Há diferença entre ter uma ideia e desenvolvê-la. Entre sentir algo e entendê-lo. Entre reagir e refletir.
Essa diferença mora no intervalo. No espaço entre um estímulo e o próximo. E quando esse espaço desaparece — preenchido antes mesmo de ser percebido —, o que sobra são pensamentos que começam mas não terminam. Emoções que aparecem mas não são processadas. Uma espécie de inquietação difusa que não tem nome claro, mas que está sempre ali.
Não é ansiedade no sentido clínico, necessariamente. É uma agitação de fundo. A sensação de que algo está sempre pendente, mesmo quando não está. Como se a mente, acostumada ao movimento constante, não soubesse mais o que fazer quando o movimento para.
Byung-Chul Han fala sobre a perda do que chama de vita contemplativa — a capacidade de simplesmente contemplar, sem produzir, sem reagir, sem performar atenção. Não como luxo intelectual, mas como condição básica para que o pensamento se torne seu.
Quando tudo precisa ser imediatamente útil, o pensamento que precisa de tempo para amadurecer simplesmente não sobrevive.
A pressa que não suporta o intervalo.
Existe uma conexão direta com o que discutimos no texto anterior sobre a cultura da pressa.
A pressa, que já conversamos nesse texto aqui, não é só fazer coisas rápido. É sobre não suportar o espaço entre uma coisa e outra. O intervalo entre enviar uma mensagem e receber uma resposta. Entre começar uma tarefa e ver um resultado. Entre querer algo e tê-lo.

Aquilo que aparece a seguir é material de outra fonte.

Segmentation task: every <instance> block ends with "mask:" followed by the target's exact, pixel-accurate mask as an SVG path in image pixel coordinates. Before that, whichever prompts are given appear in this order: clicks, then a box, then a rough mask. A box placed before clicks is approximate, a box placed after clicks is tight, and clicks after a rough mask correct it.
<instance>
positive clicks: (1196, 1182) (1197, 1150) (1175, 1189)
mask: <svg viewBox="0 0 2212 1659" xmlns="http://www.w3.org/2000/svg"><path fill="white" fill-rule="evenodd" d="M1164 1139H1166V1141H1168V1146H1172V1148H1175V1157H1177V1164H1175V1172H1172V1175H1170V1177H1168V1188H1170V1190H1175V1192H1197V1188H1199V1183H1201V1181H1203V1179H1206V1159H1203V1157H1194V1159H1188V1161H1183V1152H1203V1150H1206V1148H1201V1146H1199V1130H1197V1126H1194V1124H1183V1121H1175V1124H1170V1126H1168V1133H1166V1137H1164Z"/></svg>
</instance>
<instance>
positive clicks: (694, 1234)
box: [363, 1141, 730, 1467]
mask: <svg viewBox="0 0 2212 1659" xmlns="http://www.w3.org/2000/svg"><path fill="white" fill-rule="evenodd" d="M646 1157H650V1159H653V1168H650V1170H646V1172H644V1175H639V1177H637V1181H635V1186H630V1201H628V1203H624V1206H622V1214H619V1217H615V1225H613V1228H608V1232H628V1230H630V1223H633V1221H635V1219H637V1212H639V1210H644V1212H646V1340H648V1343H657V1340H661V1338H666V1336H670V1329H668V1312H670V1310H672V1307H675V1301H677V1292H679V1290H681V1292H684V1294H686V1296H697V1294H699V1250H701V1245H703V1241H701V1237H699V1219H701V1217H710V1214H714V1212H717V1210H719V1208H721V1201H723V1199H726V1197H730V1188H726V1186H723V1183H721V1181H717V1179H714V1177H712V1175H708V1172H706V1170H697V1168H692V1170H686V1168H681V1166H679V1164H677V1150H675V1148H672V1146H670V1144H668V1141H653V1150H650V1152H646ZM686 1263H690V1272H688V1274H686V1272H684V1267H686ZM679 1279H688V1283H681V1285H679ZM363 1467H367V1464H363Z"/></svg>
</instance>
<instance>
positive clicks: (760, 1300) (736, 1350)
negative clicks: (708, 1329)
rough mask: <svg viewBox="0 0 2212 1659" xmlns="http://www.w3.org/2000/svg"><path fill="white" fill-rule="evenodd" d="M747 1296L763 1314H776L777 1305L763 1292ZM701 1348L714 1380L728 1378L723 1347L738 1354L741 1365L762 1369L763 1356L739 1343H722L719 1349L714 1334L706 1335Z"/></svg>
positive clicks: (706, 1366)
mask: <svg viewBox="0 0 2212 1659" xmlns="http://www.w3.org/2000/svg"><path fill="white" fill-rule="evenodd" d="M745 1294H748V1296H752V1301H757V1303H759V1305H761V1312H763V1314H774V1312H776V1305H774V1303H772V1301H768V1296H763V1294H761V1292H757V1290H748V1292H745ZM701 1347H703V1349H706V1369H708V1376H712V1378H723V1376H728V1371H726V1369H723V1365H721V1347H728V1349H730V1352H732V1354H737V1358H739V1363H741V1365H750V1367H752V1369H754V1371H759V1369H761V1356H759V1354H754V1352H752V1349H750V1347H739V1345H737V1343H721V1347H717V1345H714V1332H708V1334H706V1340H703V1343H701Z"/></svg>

O tédio era exatamente esse intervalo — e aprendemos a eliminá-lo antes mesmo de senti-lo.
Bauman descreveu a modernidade líquida como uma época que tem horror ao vazio. Não ao sofrimento, não à dificuldade — mas ao vazio. À ausência de conteúdo, de movimento, de progresso visível. O silêncio virou algo a ser resolvido, não habitado.
E quando o silêncio é sempre resolvido antes de durar, nunca descobrimos o que ele poderia ter dito.
A incapacidade de ficar.
O problema, portanto, não é a tecnologia.
É o que nos tornamos em relação a ela.
Não é que o celular seja ruim. Não é que antigamente fosse melhor. É que desenvolvemos, gradualmente, uma incapacidade de lidar com o silêncio — e a tecnologia apenas tornou essa incapacidade mais fácil de exercer.
Se você tirasse o celular, o problema não desapareceria. Você buscaria outra coisa. Outro movimento. Outro preenchimento. Porque o desconforto não está no aparelho — está na pausa.
A questão não é o que você usa para preencher o vazio. É que o vazio virou insuportável.
Uma pergunta que vale o desconforto.
Não há solução fácil aqui. E provavelmente seria desonesto fingir que há.
Mas talvez valha uma pergunta simples — não como provocação, mas como convite:
Se todo espaço vazio precisa ser preenchido… em que momento você se encontra?
Não o você que responde mensagens. Não o você que produz, que consome, que avança para o próximo item da lista.
O você que pensa devagar. Que sente sem nomear imediatamente. Que fica com uma ideia até ela ter forma própria.
Esse você precisa do tédio para existir.
E talvez seja exatamente esse o problema.
Porque algumas histórias revelam mais quando olhamos por trás da tela.